Some other random things I miss not in any particular order:

- Strong document oriented culture, it is expected of you to dive deep into certain areas while at the same time communicating them effectively

- smithy

- While CDK started out clunky pretty amazing high level constructs were available later.

- Full access to AWS, pretty easy for you to experiment and prototype.

- Both internal FF tooling and the AWS options were quite good.

  • heavyset_go 4 days ago

    > But overall I had a really great experience, there was a strong sense of “ownership” on the stuff we built due to how teams are expected to be run. We owned all the infrastructure ourselves, costs, QA, deployments, technical decisions, you name it.

    This is one of those terms that drive me nuts, because actual ownership implies revenue/profit sharing, decision making, and property rights.

    Sounds like you're getting all the responsibilities of ownership, but none of the tangible benefits.

    • Olreich 4 days ago

      Considering many shops are just "implement whatever the business people want" and have things silo'd out across many teams, the autonomy to make a thing you work on and support better is hugely valuable. You can get that lots of other places, but it's very hit and miss on the level of ownership you can actually achieve. Amazon does tend toward a very startup-like sense of technical ownership, even if there's little financial tie to the product.

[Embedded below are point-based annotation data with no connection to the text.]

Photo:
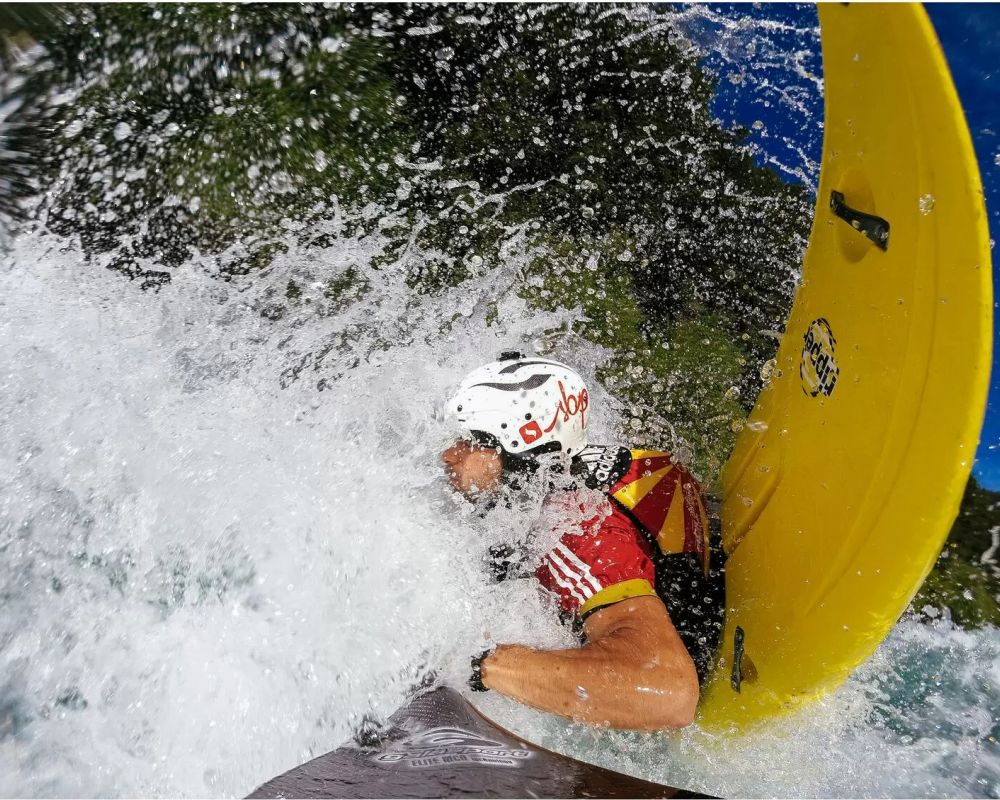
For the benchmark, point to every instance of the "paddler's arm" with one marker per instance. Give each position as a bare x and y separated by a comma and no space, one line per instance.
634,672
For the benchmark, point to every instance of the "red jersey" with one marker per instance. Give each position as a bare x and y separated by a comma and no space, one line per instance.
653,505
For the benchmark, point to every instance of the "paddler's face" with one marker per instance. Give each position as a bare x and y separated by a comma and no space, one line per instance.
472,468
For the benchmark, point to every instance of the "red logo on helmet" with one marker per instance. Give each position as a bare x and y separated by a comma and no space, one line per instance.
569,406
530,432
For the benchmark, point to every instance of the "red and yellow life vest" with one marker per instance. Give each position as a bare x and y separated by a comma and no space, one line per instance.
657,492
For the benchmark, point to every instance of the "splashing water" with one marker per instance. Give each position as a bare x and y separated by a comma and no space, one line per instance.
226,540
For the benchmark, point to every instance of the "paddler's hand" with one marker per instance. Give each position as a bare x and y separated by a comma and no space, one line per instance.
476,678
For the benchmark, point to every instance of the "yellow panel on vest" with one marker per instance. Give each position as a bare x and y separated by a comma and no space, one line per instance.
629,496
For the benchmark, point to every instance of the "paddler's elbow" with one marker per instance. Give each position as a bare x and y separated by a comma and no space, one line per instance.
668,704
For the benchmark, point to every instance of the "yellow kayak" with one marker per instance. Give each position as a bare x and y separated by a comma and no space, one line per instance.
847,478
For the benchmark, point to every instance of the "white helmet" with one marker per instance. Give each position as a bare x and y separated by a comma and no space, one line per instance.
524,405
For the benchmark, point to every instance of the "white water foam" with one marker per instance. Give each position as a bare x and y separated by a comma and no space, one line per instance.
208,578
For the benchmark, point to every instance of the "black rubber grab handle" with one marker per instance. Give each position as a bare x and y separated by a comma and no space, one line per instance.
875,228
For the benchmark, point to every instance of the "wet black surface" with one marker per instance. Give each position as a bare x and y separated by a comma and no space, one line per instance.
439,746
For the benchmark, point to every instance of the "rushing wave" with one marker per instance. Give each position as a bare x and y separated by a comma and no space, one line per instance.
226,542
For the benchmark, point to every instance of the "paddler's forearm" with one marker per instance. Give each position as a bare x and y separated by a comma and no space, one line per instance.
600,684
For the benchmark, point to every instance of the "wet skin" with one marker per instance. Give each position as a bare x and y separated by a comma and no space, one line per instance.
473,469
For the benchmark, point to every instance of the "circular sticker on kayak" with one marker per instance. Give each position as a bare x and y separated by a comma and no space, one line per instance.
819,368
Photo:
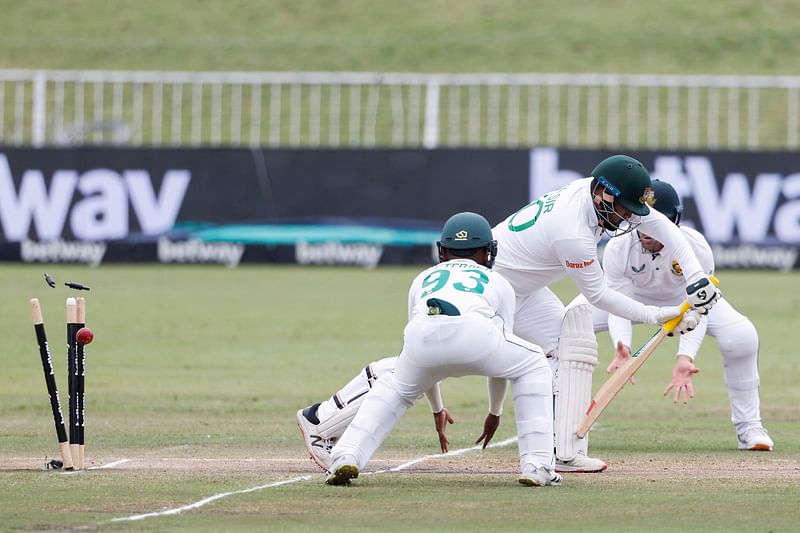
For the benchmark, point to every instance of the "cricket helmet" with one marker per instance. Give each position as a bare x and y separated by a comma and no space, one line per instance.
627,181
666,200
467,232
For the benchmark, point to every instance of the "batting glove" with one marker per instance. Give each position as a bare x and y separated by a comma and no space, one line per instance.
702,294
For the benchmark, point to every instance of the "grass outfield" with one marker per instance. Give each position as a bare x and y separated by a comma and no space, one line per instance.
618,36
195,374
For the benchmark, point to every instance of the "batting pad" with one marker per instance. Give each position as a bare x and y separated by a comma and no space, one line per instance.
577,359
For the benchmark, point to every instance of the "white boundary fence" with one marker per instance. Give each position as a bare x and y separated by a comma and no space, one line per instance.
328,109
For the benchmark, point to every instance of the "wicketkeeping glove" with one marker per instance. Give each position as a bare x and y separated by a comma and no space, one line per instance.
702,294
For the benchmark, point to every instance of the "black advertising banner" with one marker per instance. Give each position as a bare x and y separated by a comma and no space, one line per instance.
367,207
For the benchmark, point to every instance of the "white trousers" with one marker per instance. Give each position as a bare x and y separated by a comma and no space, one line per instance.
439,347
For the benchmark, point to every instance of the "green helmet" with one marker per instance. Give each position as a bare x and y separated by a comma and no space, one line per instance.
627,180
467,231
666,200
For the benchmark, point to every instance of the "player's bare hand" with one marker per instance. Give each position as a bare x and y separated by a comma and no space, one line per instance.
490,425
622,355
681,382
440,420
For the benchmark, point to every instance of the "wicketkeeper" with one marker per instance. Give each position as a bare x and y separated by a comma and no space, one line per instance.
648,271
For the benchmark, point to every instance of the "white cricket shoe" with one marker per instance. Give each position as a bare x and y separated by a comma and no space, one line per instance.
580,464
342,471
539,476
756,439
319,449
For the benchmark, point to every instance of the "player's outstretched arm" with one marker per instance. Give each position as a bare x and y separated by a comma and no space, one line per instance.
681,382
622,355
440,420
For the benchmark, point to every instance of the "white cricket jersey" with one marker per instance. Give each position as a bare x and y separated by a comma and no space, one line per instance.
557,235
654,279
470,287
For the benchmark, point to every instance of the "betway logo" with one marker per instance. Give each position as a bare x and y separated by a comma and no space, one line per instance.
60,251
728,207
748,256
101,213
335,253
194,251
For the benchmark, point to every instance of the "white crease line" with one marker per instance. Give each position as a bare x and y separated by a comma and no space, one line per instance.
215,497
109,465
99,467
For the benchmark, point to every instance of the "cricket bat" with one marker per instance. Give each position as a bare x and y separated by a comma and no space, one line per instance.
618,379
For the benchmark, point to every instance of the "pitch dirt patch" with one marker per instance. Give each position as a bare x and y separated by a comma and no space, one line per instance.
732,466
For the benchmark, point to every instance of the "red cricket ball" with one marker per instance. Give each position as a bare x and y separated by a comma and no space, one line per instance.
84,336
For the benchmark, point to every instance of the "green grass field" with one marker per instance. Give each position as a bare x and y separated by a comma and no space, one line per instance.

      I'd argue that most startups have little financial tie to the product too for all but the first couple of contributors due to all the complications that wind up going into startup funding. If you can only realize any value from your equity with 1:10000 odds, your expected ownership is 1/10000 of whatever you actually got in equity.

darthapple76 4 days ago

In Europe they're one of the biggest tech employers. Relatively low hiring bar, one of the better paying, and generally stable job unless you're really bad.

  • mathverse 4 days ago

    Never heard of this? Where? What location?

    • Macha 4 days ago

      Sounds like Dublin. Amazon were crazy aggressive for hiring right until 2022, and are now less aggressive but still hiring pretty actively.

      Though how much of that is hiring for expansion and hiring because they churn through people is a different question.

      • darthapple76 3 days ago

        afaik they don't pay great in Dublin. Look to Amsterdam and Berlin.